Que Horas Ela Volta? conta a história de Val (Regina Casé), uma empregada pernambucana que se mudou para São Paulo em busca de melhores condições de vida para sua filha Jéssica. Com receio, ela deixou a filha no interior de Pernambuco para ser babá de Fabinho (Michel Joelsas) e morar na casa dos patrões. Treze anos depois, quando o garoto vai prestar o vestibular, Jéssica (Camila Márdila) lhe telefona, pedindo ajuda para ir a São Paulo, no intuito de prestar a mesma prova. Os chefes de Val recebem a garota de braços abertos, só que quando ela deixa de seguir certo protocolo, circulando livremente, como não deveria, a situação se complica.

Val é aceita como “parte da família”. Mora com eles e é a segunda mãe de Fabinho (embora no contexto pareça a primeira). Mas ela sabe o seu lugar. Ela não pode se juntar tanto à família, não pode entrar na piscina, e muitas outras coisas. E ninguém ensinou isso para ela, só é assim. É senso comum, né?

Jéssica, a filha de Val, chega em São Paulo se mostrando uma garota cheia de si. Ela não gosta da ideia de ir para a casa dos patrões da mãe. Mas vai mesmo assim, pois precisa de um lugar para estudar, já que quer cursar Arquitetura na USP. Ela é uma garota que não se deixa parecer menor, quer mostrar seu valor, e irrita os outros por seu estilo questionador. E é lógico, isso gera um choque. Bárbara, a mãe de Fabinho, mostra quem é de verdade ao ver a garota se sentindo tão livre em casa. Já Carlos, o pai, aí já é outra história. Mas podemos ver a distância entre os pais e seu filho.

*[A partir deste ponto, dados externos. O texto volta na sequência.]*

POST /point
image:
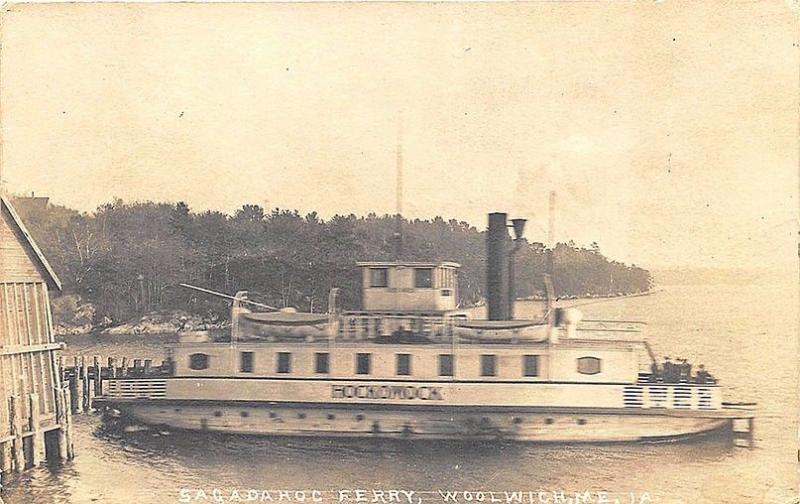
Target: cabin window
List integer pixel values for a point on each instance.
(322, 363)
(445, 364)
(403, 364)
(423, 278)
(363, 363)
(488, 365)
(588, 365)
(198, 361)
(530, 365)
(284, 362)
(378, 277)
(246, 362)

O filme tem uma mensagem realista e difícil na realidade brasileira: a segregação. Nosso belo país é conservador, só que de maneira disfarçada. E o filme consegue mostrar isso de forma brilhante. A divisão social no Brasil e o preconceito ainda existente é gritante, e para algumas pessoas é preciso levar um tapa na cara desses para acordar. É um assunto que poderia muito ter dado errado, ao apelar para o sensacionalismo, mas conseguiu alcançar seu objetivo por ser sincero.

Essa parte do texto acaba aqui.